The IAEA was created in 1957 and one of its goals is to promote the safe use of nuclear energy. Tepco, meanwhile, is struggling to convince the Japanese public of improvements in its attitudes to safety amid worker deaths and irradiated water leaks at the ruined Fukushima plant.
“Of course Tepco would like them to come online,” Tom O’Sullivan, founder of Tokyo-based energy consultant Mathyos, said by email. However, “I have normally categorized it as a plant that is extremely unlikely to come online. There is huge local opposition.”
Hirohiko Izumida, three-term governor of Niigata Prefecture where the plant is located, has said restarting Kashiwazaki shouldn’t even be considered until Tepco’s safety record and handling of Fukushima are properly reviewed.

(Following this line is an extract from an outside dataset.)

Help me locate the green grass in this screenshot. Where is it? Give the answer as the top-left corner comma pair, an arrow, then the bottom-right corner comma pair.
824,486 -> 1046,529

Niigata Prefecture spokesman Kenji Kiuchi declined to comment on the governor’s opinion of the IAEA review.
Restarting Kashiwazaki would boost Prime Minister Shinzo Abe’s plan for nuclear energy to account for as much as 22 percent of the country’s total electricity supply by 2030.
Thus far, Kyushu Electric Power Co.’s Sendai reactors are the only ones to pass the NRA’s safety requirements and clear local courts. Kyushu is aiming to restart the two units this year. While the NRA judged two reactors at Kansai Electric Power Co.’s Takahama station as safe, legal hurdles have since obstructed any restart.
Tepco is seeking to restore two of the seven reactors at Kashiwazaki, which is located about 220 km northwest of Tokyo on coast of the Sea of Japan. Its only other nuclear plants are Fukushima No. 1, which is being decommissioned, and the nearby Fukushima No. 2 facility, which may be too tainted by its association with the 2011 disaster to ever restart.
In order to ensure Kashizawaki’s safety, Tepco says it has bolstered staff levels, built a 15 meter flood-prevention wall, and built a reservoir to store 20,000 tons of water to cool reactors in case of pump failures.
The IAEA said its primary focus will be assessing the plant’s internal operations. Three months after its review, the agency will send its report to Tepco, the NRA and the Ministry of Economy, Trade and Industry.
The review will not replace Japan’s regulatory process, said Peter Tarren, the IAEA’s team leader at Kashiwazaki. “Decisions about restarts of the plant are not the authority of the IAEA,” he said.